Die Anfahrt zum Hotel mitten in der Innenstadt von Brescia, wunderschön und zentral direkt zwischen Fußgängerzone und Domplatz gelegen, ist abenteuerlich, sicherlich ein halbes Dutzend Gesperrt-Schilder muss man überfahren, um zum Hotel zu gelangen; aber alles kein Problem, beim Ausschecken erhält man ein Schreiben mit Autonummer und Datum, und sollte die Stadtverwaltung von Brescia nach dem Urlaub einen Strafzettel wegen unerlaubten Fahrens in der Innenstadt schicken, dieses einfach mit einer Kopie des Schreibens zurück an das Hotel schicken, die sorgen dann dafür, dass der Strafzettel verschwindet (not kidding, wurde uns beim Auschecken so erklärt und ausgehändigt). Page, Doorman, Wagenmeister, Fehlanzeige, man parkt bei der Anreise etwas verunsichert in zweiter Reihe und huscht zum Einchecken in’s Hotel.

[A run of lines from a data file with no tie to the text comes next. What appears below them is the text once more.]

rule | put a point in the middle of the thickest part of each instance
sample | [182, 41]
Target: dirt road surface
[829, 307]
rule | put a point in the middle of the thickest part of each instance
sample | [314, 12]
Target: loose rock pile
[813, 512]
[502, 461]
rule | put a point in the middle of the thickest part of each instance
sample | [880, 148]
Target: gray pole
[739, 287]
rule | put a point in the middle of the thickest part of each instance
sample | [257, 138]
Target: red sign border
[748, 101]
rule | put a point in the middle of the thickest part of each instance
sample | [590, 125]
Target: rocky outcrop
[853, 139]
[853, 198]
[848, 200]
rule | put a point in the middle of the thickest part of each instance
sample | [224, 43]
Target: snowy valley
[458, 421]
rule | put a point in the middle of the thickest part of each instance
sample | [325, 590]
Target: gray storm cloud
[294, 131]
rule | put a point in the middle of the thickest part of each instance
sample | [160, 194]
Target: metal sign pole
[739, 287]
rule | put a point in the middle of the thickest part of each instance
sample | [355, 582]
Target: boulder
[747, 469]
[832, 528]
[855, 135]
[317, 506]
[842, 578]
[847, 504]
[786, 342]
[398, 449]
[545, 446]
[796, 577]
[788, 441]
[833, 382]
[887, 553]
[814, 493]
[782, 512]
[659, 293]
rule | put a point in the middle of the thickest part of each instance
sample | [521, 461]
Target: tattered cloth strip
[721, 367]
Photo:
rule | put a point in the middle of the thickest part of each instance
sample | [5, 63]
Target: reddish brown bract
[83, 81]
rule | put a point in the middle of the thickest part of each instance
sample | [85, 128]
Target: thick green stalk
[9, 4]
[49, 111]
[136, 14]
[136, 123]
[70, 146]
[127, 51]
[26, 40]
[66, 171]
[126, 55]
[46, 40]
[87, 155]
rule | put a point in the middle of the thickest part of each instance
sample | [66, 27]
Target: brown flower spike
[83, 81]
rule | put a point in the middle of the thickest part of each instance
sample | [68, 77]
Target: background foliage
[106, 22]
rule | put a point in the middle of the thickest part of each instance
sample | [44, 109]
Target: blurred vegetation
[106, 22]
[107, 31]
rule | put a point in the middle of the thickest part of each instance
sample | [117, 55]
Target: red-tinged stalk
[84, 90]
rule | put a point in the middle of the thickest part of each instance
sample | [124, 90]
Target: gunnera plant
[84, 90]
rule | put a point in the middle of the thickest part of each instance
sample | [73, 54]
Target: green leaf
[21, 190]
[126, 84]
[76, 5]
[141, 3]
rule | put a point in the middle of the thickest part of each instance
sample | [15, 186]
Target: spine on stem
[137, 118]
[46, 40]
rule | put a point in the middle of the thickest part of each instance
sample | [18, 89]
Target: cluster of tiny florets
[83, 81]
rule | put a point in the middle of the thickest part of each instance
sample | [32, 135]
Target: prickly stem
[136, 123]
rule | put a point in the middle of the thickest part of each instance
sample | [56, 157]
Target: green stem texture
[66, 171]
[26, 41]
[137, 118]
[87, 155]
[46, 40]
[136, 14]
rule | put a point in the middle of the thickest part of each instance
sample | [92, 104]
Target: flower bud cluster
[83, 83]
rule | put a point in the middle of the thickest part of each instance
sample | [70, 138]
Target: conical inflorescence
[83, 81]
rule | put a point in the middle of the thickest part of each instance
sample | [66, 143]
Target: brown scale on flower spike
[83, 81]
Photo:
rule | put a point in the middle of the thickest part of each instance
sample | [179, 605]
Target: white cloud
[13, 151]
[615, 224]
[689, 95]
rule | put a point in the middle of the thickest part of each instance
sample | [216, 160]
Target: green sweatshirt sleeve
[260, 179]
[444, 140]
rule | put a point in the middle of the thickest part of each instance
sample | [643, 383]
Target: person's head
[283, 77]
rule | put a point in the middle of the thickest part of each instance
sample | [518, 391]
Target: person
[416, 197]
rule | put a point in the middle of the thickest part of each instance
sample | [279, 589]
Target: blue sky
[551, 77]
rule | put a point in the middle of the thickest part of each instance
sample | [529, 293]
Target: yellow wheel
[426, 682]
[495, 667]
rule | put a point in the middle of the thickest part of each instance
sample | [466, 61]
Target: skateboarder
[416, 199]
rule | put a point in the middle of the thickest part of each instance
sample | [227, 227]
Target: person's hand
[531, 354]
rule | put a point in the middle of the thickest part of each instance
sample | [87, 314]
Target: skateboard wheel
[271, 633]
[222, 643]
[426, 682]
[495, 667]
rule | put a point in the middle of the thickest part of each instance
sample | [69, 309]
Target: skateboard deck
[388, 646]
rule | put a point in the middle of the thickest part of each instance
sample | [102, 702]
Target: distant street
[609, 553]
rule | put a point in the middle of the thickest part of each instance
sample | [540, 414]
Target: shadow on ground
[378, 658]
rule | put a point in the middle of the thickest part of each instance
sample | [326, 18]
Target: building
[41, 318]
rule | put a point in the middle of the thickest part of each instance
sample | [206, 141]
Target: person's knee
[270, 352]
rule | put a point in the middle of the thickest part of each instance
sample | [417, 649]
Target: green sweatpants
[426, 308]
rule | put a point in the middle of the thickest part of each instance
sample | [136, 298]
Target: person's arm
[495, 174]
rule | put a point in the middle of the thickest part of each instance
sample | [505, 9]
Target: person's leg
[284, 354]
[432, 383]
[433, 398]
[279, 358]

Halbe aufgeklappte kleine Drehtür als Eingang, kleine Marmorhalle, keine Blumen, links ein verwaistes Cafe/Bistro/Bar, rechts ein ungleich verwaisteres Restaurant, um das Gepäck muss man sich selber kümmern, immerhin parkt ein Junger Mann den Wagen in der Nähe in einer öffentlichen Garage und versichert, man werde das Auto jederzeit sofort wiederbekommen, wenn man nur danach verlange. Es gibt tatsächlich Zimmer für 69,50 € mit Frühstück, allerdings kleine und mit Blick in den Hof – aber was soll’s, bei einem fast geschenkten Gaul …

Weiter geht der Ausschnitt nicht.